The opposite logic – at least in the case of Buenos Aires province – had been to advance the elections and give Macri some momentum from an early triumph to recover popularity, which has been damaged with the recession in Argentina continuing.
Buenos Aires province is a key battleground in national elections. Vidal won the race, to the surprise of many observers, in 2015 beating off supposed Peronist shoe-ins.
It had also been argued that forcing the Greater Buenos Aires Peronist mayors and likely presidential candidate Cristina Fernández de Kirchner to run on different days would block any mutual reinforcement between them.
Vidal had reportedly been increasingly inclined to such arguments until recently, thus making Tuesday’s announcement somewhat a surprise.

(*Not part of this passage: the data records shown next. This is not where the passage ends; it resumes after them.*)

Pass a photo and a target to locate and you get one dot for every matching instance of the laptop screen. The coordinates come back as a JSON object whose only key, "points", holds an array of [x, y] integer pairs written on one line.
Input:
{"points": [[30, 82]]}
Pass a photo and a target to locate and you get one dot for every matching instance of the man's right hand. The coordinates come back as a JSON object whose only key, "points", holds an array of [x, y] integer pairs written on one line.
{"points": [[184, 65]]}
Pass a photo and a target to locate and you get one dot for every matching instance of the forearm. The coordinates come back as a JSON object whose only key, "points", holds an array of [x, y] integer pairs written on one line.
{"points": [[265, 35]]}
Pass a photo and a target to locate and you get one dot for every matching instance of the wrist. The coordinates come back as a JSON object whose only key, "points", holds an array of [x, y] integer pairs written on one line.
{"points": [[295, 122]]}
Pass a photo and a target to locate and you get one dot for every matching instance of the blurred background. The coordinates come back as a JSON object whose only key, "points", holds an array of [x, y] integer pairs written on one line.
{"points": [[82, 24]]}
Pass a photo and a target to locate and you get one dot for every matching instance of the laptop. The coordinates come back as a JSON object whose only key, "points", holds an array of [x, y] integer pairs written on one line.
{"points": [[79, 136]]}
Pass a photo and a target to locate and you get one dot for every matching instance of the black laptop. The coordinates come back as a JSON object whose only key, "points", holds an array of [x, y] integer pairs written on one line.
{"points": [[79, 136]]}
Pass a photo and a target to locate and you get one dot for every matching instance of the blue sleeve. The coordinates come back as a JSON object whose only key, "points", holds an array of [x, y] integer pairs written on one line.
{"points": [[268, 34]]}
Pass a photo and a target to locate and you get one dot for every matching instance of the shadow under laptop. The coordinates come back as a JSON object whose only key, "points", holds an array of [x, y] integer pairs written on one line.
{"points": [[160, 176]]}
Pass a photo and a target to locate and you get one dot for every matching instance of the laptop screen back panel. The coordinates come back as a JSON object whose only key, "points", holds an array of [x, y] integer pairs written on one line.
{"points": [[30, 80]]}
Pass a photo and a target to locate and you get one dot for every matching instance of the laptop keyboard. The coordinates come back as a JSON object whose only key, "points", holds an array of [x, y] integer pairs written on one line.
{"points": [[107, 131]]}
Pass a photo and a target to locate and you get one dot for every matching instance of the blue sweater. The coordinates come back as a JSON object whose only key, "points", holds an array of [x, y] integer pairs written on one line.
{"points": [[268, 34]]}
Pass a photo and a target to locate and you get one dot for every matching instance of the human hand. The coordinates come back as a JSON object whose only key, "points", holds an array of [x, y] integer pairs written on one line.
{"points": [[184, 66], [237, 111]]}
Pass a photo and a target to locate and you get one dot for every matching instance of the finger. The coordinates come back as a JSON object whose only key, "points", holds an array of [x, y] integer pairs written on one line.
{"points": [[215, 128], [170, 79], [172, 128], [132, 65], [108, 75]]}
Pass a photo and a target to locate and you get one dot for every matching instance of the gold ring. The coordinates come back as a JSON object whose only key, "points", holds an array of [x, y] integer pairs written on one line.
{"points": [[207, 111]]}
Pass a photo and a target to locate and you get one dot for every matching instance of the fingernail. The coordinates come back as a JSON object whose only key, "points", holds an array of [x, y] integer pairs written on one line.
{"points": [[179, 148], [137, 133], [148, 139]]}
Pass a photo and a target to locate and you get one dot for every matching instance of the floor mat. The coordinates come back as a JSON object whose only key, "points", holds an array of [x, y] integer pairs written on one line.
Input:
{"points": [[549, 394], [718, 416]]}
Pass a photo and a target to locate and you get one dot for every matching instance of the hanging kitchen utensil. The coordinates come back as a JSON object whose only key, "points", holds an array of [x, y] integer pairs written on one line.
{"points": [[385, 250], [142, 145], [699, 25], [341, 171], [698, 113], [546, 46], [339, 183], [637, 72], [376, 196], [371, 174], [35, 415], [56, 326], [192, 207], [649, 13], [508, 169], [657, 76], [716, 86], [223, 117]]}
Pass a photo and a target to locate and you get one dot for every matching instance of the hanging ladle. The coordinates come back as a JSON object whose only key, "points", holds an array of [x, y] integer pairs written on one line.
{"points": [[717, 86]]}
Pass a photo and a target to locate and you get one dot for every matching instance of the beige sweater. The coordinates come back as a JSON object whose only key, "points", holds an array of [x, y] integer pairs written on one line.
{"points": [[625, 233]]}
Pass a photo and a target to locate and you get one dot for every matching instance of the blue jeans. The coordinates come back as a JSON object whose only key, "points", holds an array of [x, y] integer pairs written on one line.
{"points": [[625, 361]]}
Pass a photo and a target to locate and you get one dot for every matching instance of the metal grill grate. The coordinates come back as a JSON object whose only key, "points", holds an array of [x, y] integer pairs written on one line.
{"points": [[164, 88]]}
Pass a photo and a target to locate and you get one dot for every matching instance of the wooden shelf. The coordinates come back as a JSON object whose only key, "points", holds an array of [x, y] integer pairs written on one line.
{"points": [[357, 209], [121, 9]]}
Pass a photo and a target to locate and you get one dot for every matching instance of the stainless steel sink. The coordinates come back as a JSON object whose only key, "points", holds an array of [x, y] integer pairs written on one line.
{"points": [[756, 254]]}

But in the end Vidal bowed to her boss, whose Cabinet Chief Marcos Peña and leading spin doctor Jaime Durán Barba were adamant in rejecting any separation of the elections.
Apart from such strategic considerations as not forcing Macri to run alone without Vidal’s coat-tails, the extra cost of an additional election date (estimated at 2.8 billion pesos) also ran contrary to a government heavily committed to austerity.
Vicente López Mayor Jorge Macri carried the argument of saving money a stage further by urging the elimination of August’s PASO nationwide primaries.
There was also reportedly a somewhat paranoid fear among some in the presidential entourage that if she did too well in an early provincial election while Macri continued to slump in the opinion polls, she could be drafted to replace him as candidate.
Allies of governor of Buenos Aires province told local media this week that the governor wanted to “make life easier for Buenos Aires residents” instead of forcing them to ballot for a provincial then national election in October.
“We don’t want people to have to go more often to vote. We think that changing the rules so close to the election is a bad idea, and it’s more expensive,” sources told Infobae.com.
The day before her announcement, Vidal had joined Macri in Mar del Plata to re-open a clinic for the elderly, renamed the Bernardo Houssay Hospital.
“We have demonstrated that when we sit down together at the same table, and if we work telling the truth, then all our problems have a solution,” Macri told reporters.
Now that Vidal has more time for her own election, the authorities of the Cambiemos (Let’s Change) ruling coalition would like to see her also campaigning for their candidates in other provinces, reports said this week.
Another lesser spotted face – First Lady Juliana Awada – was also deployed on the campaign trail this week, accompanying Vidal on a visit to La Matanza. Some observers speculated that the President Macri’s wife may play a larger role in campaigning this time around.